We’ve discussed about duplicate content issues here.
Today Google, Yahoo and MSN have come up with a new “idea” to help webmasters fight duplicate content.
First off – How does duplicate content occur on a website ?
- When more than one page has the same content.
- When more than one page are similar in content.
- When a page is repeated on the website due to technical glitches.
- When dynamically generated pages repeat the same content over various events.
So in such events, the search engines, on seeing the same content on diff pages, “suspends” the value of those pages, and takes time before it shows up either one of those pages on the search results page for a live search.
Ex:- Lets say we have two pages on a website.
URL 1 – http://yoursite.com/yourpage
URL 2 – http://yoursite.com/yourpage?bgcolor=blue
Let’s assume that the second page is the same as the first page except for the background color which is dynamically controlled on CSS styles.
Now, when there are references to the two URLs from another or more website, with similar or same anchor texts, Google will find it difficult to decide which page to come up with.
In such situations, Google might take its own time to decide which page to show up on the search engine listings for a related search. It’s more like a confused state. (Bots aren’t always smart you see.)
So that explains why a website should contain minimum duplicate entries or duplicate content.
It might not be possible to completely avoid duplicate content on a website, but the idea is to curb it to the minimum causing the least confusion.
How to curb duplicate content ?
In the above example, there are more than one way of telling Google that one page is better than the other.
1 – Google has its own calculations that it does to analyze the content, and come to a decision as to which page makes more sense.
2 – Google can also check for external factors such as incoming links, anchor texts, contextual content on the links etc and decide as to which page among the two are more “popular” or “preferred”.
How do Search Engines deal with Duplicate content ?
Search Engines takes their own time until they get evidence of why a page is better than the other before they actually display them on the live search results. They would simply carry on with the other results in the queue and suspend the “possible duplicate content” from being displayed on the live results.
So what is a Canonical tag ? How does it help in dealing with duplicate content ?
A canonical tag is a simple piece of HTML code (<link>) that you insert into the <head> section of a duplicate page, letting the search engines know that they are on a duplicate page and they need to find the original content elsewhere, and guide them there.
So let’s pick an example.
Page 1 - http://www.google.com/duplicate-content.html (Original source content)
Page 2 – http://www.google.com/duplicate-content-800×600.html (Duplicate content)
Now, you add the canonical link tag to the duplicate page, Page 2.

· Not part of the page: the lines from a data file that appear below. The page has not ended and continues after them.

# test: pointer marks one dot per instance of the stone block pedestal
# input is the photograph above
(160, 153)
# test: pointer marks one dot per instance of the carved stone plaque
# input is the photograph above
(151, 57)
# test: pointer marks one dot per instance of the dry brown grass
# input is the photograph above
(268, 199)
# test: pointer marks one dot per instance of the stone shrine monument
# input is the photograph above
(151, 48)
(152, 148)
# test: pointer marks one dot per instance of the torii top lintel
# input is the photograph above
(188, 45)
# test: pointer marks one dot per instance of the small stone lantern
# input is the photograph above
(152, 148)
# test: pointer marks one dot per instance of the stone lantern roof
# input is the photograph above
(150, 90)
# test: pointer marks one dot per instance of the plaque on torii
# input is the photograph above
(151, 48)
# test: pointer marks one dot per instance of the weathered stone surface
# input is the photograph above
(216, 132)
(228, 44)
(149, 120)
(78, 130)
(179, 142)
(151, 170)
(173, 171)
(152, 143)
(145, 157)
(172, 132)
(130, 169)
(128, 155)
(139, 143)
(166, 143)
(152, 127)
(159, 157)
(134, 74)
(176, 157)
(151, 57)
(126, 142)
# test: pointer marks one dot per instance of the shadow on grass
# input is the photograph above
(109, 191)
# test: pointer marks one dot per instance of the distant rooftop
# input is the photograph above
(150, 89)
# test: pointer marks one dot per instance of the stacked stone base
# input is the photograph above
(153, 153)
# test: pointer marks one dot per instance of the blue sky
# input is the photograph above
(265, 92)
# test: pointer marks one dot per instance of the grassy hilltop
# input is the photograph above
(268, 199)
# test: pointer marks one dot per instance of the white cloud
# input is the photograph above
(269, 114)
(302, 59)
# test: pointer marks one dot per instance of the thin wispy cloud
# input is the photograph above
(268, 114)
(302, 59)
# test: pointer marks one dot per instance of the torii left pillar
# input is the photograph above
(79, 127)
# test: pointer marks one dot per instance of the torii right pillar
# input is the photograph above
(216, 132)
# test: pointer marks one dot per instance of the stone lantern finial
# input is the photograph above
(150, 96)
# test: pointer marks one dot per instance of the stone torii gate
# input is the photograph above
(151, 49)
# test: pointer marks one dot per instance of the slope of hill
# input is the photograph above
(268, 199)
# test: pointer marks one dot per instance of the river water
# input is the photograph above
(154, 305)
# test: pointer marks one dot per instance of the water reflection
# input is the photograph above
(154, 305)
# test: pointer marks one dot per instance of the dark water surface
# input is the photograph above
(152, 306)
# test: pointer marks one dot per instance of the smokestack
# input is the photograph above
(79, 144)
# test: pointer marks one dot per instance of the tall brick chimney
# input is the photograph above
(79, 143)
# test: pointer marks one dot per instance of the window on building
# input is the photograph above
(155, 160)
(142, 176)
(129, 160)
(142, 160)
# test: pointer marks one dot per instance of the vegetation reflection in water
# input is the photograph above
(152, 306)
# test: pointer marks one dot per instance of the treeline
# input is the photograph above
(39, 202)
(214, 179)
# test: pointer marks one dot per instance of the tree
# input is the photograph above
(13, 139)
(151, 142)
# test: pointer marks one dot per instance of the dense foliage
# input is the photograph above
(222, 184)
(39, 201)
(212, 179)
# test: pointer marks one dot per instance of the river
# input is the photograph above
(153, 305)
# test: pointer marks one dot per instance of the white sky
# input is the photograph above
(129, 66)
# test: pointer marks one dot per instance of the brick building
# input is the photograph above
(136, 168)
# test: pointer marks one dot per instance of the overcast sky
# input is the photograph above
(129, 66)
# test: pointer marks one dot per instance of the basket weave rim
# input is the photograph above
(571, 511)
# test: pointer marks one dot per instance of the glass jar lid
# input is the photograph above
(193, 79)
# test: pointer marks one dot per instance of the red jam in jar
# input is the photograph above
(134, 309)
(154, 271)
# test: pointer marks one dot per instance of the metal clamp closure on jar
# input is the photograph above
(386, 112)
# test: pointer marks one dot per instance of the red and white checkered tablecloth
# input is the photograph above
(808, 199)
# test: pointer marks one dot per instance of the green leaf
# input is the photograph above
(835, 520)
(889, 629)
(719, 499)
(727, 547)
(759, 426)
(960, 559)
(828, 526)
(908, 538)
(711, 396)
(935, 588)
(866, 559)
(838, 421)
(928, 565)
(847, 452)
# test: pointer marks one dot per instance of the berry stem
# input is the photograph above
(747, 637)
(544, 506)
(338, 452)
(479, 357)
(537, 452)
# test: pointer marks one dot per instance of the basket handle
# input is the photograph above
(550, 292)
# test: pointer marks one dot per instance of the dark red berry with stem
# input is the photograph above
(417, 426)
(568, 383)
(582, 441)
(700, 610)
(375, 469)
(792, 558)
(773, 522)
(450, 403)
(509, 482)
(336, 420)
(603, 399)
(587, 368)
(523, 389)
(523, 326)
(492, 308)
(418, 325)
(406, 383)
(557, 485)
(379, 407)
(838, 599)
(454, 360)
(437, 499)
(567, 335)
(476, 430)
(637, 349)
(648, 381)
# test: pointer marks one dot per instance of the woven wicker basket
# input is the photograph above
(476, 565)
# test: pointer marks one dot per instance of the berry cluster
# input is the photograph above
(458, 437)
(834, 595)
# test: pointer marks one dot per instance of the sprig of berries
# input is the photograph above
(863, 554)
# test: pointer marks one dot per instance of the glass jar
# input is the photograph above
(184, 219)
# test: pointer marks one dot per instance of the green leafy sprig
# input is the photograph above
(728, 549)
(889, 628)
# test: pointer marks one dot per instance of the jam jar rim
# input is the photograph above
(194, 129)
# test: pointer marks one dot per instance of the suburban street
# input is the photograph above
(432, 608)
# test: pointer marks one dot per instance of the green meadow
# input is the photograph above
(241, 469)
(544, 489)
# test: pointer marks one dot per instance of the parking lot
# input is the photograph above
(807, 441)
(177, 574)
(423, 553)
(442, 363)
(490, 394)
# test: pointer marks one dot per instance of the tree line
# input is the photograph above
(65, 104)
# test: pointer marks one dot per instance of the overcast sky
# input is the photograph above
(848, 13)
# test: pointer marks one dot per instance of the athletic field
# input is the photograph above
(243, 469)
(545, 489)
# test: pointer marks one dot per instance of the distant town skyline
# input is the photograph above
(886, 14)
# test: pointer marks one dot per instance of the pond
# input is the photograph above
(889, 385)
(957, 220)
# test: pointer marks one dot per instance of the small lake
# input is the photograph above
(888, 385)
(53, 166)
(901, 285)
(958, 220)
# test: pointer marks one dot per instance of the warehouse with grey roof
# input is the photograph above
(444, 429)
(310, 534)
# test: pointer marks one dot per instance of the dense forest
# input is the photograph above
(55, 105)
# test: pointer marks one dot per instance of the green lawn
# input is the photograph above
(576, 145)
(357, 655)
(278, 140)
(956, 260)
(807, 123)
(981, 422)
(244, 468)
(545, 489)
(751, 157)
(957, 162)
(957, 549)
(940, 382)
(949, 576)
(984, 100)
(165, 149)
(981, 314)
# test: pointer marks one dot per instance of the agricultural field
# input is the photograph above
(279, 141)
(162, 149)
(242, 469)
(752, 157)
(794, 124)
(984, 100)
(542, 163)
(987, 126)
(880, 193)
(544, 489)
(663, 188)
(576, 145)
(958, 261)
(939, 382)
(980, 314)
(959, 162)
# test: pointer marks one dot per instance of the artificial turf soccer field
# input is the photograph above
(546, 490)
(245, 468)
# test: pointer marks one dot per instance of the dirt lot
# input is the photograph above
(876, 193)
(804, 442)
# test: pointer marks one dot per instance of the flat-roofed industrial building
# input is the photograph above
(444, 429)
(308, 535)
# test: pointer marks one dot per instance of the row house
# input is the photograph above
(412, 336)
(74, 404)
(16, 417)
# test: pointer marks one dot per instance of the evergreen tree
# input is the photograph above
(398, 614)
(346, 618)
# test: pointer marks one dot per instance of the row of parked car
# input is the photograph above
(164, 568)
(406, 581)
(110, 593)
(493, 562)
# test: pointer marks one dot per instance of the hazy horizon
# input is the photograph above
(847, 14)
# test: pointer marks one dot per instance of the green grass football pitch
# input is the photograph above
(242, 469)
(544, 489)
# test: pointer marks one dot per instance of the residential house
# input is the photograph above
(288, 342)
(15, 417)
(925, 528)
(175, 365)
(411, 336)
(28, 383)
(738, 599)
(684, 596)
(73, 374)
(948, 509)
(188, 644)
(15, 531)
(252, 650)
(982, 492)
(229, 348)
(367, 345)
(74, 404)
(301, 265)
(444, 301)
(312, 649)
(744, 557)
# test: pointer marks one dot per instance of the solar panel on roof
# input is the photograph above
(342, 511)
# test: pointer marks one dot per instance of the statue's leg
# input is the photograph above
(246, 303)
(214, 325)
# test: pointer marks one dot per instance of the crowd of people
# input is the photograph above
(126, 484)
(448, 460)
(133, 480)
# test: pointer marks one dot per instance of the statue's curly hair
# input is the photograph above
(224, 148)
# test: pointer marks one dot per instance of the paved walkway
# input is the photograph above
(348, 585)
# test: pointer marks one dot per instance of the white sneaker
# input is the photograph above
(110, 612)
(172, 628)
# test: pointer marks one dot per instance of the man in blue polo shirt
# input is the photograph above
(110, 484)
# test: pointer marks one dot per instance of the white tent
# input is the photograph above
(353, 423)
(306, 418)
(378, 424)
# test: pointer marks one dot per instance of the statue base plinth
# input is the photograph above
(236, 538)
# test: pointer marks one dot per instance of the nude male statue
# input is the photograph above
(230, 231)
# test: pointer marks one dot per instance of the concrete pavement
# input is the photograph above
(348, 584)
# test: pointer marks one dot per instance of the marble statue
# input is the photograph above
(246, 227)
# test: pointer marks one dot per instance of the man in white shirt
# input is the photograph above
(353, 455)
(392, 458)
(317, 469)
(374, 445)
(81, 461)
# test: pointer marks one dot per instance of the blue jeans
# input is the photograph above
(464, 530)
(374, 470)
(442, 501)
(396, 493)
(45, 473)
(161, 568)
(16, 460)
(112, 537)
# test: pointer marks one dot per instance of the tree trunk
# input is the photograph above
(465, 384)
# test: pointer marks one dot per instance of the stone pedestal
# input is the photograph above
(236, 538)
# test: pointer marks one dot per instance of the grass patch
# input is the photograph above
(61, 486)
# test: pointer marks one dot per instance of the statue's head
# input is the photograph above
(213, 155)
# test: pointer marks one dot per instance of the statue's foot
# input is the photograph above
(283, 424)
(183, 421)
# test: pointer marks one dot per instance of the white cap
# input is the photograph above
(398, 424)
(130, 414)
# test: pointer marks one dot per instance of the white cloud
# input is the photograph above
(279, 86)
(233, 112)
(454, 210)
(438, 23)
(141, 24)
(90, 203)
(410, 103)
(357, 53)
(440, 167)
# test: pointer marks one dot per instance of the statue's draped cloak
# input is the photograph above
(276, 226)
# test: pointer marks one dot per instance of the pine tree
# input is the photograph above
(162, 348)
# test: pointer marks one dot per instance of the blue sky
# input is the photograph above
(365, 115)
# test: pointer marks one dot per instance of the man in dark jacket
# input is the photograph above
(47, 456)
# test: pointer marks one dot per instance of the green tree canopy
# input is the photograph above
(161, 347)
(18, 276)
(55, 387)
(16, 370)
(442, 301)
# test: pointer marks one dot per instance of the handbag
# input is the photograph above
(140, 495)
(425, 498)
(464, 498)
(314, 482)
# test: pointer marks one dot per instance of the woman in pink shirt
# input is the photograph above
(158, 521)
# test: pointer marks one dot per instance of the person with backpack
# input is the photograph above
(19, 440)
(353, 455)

<link rel=”canonical” href=”http://www.google.com/duplicate-content.html ” />
So what happens now ? As soon as Google bots land on the duplicate page (page with the canonical tag), it does not give weight age to the content on that page, rather follows the original URL in the canonical tag code.
Where/Which pages should you add a canonical tag?
Technically , any page that you think will loop the content from a different page.
For example – http://www.yoursite.com/page1.php?sessionid=12+author=ben should be canonically tagged to http://www.yoursite.com/page1.php.
How does Canonical Tag help WordPress blogs ?
In my opinion, canonical tags should not be automated on WordPress blogs. Because although there are several occurrences of possible duplicate content on WordPress, the canonical tags may not work there efficiently as they require some amount of manual checks.
For example, on WordPress blogs, tags and archives creates a possible duplicate content situation, but not either can be effectively controlled by canonical tags. In such situations, meta noindex tags are far more effective.
But in instances like series posts (101-tips-part1.html and 101-tips-part2.html) , where IF the content are strikingly similar, one may manually insert the canonical tags to good use.
Otherwise, I’d stay away from automation at least for now.